The use of ultrasound examination of the thyroid gland refers to the most accurate measurement of the thyroid volume, hence providing the early diagnosis of diffuse pathologies and the detection and characterization of nodular lesions. Determining the volume of the thyroid is one of the most common purposes for which it is resorted to thyroid ultrasound, the hypertrophy of the thyroid gland being the most common thyroid pathology in our geographical area.
Regarding the diagnosis of diffuse thyroid diseases, thyroiditis is in the first place. In acute and subacute thyroiditis, the clinical picture is suggestive of the diagnosis, the importance of ultrasound being in monitoring the evolution of the disease under treatment.
In acute thyroiditis, the ultrasound of the gland highlights hypertrophy with multiple hypoechogenic areas, imprecisely delimited, which may evolve under treatment to remission or may evolve into abscess, needing surgical drainage – spontaneous fistulation to mediastinum is to be avoided during pregnancy.
In subacute thyroiditis, the ultrasound aspect is homogeneous, hypoecogenic hypertrophy. Under treatment (corticosteroid), it can evolve with healing – return to the isoecogenic aspect, or persistence of hypoecogenic areas that show the continuation of the inflammatory process.

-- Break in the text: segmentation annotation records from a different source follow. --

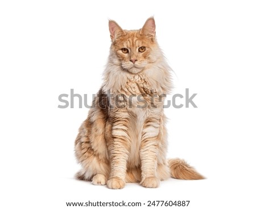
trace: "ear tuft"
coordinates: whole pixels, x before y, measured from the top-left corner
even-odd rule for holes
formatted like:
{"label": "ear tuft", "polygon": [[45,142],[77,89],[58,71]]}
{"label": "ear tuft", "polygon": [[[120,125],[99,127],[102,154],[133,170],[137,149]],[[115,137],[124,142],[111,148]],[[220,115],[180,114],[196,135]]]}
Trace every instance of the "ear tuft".
{"label": "ear tuft", "polygon": [[153,17],[149,18],[144,24],[141,29],[141,32],[145,35],[155,37],[155,24]]}
{"label": "ear tuft", "polygon": [[114,20],[109,20],[109,32],[110,32],[111,39],[114,40],[123,33],[123,29]]}

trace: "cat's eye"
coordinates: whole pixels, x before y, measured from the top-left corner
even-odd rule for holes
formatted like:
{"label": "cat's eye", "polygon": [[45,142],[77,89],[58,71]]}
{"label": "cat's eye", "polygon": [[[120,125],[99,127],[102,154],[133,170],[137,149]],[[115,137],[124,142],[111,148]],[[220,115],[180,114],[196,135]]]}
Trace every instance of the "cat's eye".
{"label": "cat's eye", "polygon": [[129,52],[127,48],[122,48],[121,50],[122,52],[125,54],[127,54]]}
{"label": "cat's eye", "polygon": [[141,46],[139,48],[139,52],[145,52],[145,50],[146,50],[146,47],[145,46]]}

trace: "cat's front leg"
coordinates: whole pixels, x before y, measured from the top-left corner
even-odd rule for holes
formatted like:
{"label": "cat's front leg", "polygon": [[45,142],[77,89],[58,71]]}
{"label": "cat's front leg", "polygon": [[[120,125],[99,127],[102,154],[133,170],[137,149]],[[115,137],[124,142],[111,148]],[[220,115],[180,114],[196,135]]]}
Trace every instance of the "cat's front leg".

In chronic thyroiditis (Hashimoto’s lymphocytic thyroiditis), the contribution of the ultrasound is major, especially due to the very poor clinical picture. The ultrasound aspect is suggestive: diffuse hypertrophy of the gland, polycyclic contour, micronodular structure (nodules between 1 mm and 5 mm in diameter – “painted” appearance) and hypoecogenic. Also, there is evidence of calcifications and increased vascularization, a pseudolobulated aspect through the development of fibrous septa. The confirmation of the diagnosis is made by determining TPOAb and thyroid hormones, Hashimoto’s thyroiditis being an autoimmune disease(7).
Materials and method
In a retrospective analysis of the cases admitted in the Department of Obstetrics and Gynecology of the Bucharest Emergency University Hospital, from January 2015 up to September 2019, we identified a number of 186 pregnancies marked by hypothyroidism and 11 cases with hyperthyroidism (Figure 5).

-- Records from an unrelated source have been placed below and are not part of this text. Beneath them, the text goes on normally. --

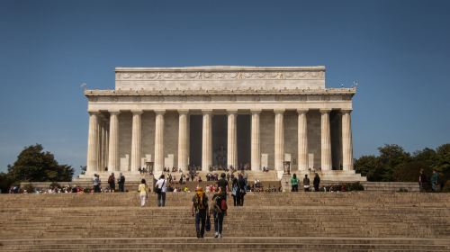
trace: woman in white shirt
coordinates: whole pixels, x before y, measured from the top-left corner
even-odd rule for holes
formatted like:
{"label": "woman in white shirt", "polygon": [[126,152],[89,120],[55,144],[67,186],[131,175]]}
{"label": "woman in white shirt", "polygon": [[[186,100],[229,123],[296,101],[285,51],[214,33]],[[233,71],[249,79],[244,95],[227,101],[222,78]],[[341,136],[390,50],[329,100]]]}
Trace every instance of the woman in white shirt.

Fourteen cases of hypothyroidism also associated hereditary thrombophilia, compared to 21 cases of autoimmune thyroiditis and two cases of Hashimoto’s lymphocytic thyroiditis.
The national societies of endocrinologists, obstetricians and gynecologists, as well as governmental agencies have weighed in on the debate of universal screening for thyroid disease in pregnancy, with opinions varying from society to society, country to country, year to year, and even within societies(2). In 2014, the European Thyroid Association (ETA) published a guideline, recommending universal screening for overt hypothyroidism. However, this recommendation was not unanimous, with two of the six authors dissenting(7). The obstetrical societies recommend targeted instead of universal screening. In 2015, the Practice Bulletin of The American College of Obstetricians and Gynecologists (ACOG) recommended for targeted screening and against universal screening in pregnant women(8).

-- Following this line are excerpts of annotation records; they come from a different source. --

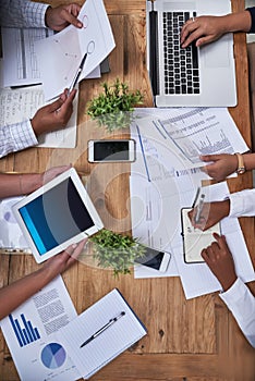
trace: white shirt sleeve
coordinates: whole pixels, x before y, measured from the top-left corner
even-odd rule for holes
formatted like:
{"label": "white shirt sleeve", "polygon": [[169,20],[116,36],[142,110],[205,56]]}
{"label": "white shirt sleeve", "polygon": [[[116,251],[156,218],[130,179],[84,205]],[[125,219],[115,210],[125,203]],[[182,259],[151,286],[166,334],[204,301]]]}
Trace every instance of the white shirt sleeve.
{"label": "white shirt sleeve", "polygon": [[0,158],[38,144],[31,121],[0,126]]}
{"label": "white shirt sleeve", "polygon": [[0,25],[10,27],[46,27],[49,4],[27,0],[1,0]]}
{"label": "white shirt sleeve", "polygon": [[219,294],[233,314],[247,341],[255,347],[255,297],[241,279],[224,293]]}
{"label": "white shirt sleeve", "polygon": [[255,216],[255,189],[245,189],[232,193],[229,196],[229,217],[252,217]]}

Thyroid ultrasound (TUS) is an optimal initial imaging tool used in the evaluation of hypothyroid disorders because it is noninvasive, available and doesn’t use any radiation. It is widely used in the diagnostic workup of thyroid dysfunction. In a hypothyroid patient, TUS may lead to cost savings: if a typical autoimmune pattern is present on TUS, the measurement of antithyroid antibodies will not be necessary for the diagnosis of Hashimoto’s thyroiditis. TUS in these circumstances is especially valuable in case of women who wish to conceive or are pregnant.
Conflicts of interests: The authors declare no conflict of interests.